Home > IT Perspectives > My living room doesn’t need 3D

My living room doesn’t need 3D

January 10th, 2010 Leave a comment Go to comments

Anaglyph 3D GlassesI remember being 8 years old when all of the kids on the street got together to watch our first 3D movie. It was awesome. A pile of kids in one room with red and blue glasses on all to capture this cool technology. I don’t remember the movie. But what I do remember is that I didn’t get 3D at the time. It didn’t work well enough for me to know whether or not I was seeing something or I wasn’t.  3D has progressed over the years, the glasses have become polarized, but my entertainment value still remains.

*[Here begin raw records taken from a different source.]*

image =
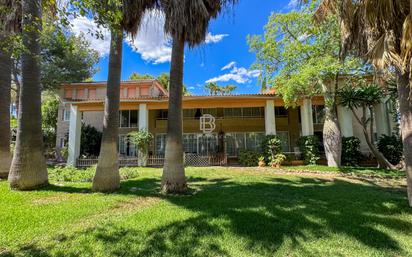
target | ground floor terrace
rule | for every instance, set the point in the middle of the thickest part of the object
(239, 123)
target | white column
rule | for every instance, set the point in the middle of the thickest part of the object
(270, 119)
(74, 135)
(345, 121)
(381, 119)
(306, 117)
(143, 117)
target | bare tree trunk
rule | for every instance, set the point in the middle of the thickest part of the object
(28, 168)
(332, 136)
(173, 179)
(5, 87)
(107, 177)
(404, 82)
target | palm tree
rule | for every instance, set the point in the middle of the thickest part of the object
(28, 169)
(10, 21)
(107, 176)
(381, 30)
(187, 22)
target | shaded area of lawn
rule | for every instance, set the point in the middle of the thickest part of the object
(244, 215)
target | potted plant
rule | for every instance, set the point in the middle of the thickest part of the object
(262, 162)
(278, 160)
(141, 139)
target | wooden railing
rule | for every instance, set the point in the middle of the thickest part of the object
(158, 161)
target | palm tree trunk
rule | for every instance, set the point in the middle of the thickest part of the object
(382, 161)
(173, 179)
(107, 177)
(404, 82)
(332, 136)
(28, 168)
(5, 87)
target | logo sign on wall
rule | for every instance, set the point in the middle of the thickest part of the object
(207, 123)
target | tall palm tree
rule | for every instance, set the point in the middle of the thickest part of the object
(381, 30)
(28, 169)
(10, 20)
(107, 176)
(186, 21)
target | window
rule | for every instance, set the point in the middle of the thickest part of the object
(284, 138)
(126, 148)
(207, 144)
(128, 119)
(66, 114)
(281, 112)
(160, 142)
(190, 143)
(318, 112)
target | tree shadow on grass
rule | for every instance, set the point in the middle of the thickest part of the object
(260, 216)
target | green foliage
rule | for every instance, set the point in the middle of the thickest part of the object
(391, 147)
(215, 89)
(360, 93)
(297, 54)
(72, 174)
(309, 146)
(351, 154)
(271, 146)
(249, 158)
(141, 139)
(90, 141)
(278, 159)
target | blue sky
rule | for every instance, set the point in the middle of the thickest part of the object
(227, 46)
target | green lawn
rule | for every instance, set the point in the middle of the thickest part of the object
(230, 212)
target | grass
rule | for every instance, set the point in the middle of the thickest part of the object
(230, 212)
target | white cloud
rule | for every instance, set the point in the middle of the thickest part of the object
(240, 75)
(293, 4)
(210, 38)
(151, 41)
(89, 29)
(229, 66)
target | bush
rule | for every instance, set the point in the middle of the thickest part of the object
(72, 174)
(90, 141)
(391, 147)
(351, 154)
(271, 146)
(309, 146)
(249, 158)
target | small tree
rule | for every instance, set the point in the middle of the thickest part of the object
(360, 94)
(141, 139)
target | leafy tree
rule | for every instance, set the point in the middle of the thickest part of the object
(359, 94)
(28, 169)
(381, 31)
(186, 22)
(10, 16)
(300, 57)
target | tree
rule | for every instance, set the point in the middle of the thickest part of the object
(9, 24)
(28, 169)
(119, 16)
(300, 57)
(359, 94)
(381, 31)
(187, 22)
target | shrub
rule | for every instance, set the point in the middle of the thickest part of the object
(309, 146)
(90, 141)
(249, 158)
(351, 154)
(271, 146)
(72, 174)
(391, 147)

I went and saw Avatar in 3D at an IMAX theater.  Yes it looked cool.  Yes you have to go see it. If you are going to see it, it should be done in 3D in IMAX.  Just to clarify, No, I don’t want that in my living room. We were there, in that environment, for that experience.  It was a moment, and now it has passed.

I might be the only one who doesn’t want 3D in my living room.  There were some large players announcing larger investments coming from CES this week. In case you weren’t paying attention here are the highlights to pay attention to.

The Discovery Channel, IMAX and Sony huddled together to deliver the first 3D channel. Press Release

ESPN will be delivering a 3D sports channel. This isn’t a stretch, as they have broadcast 3D events before, as they broadcast college football last year in 3D.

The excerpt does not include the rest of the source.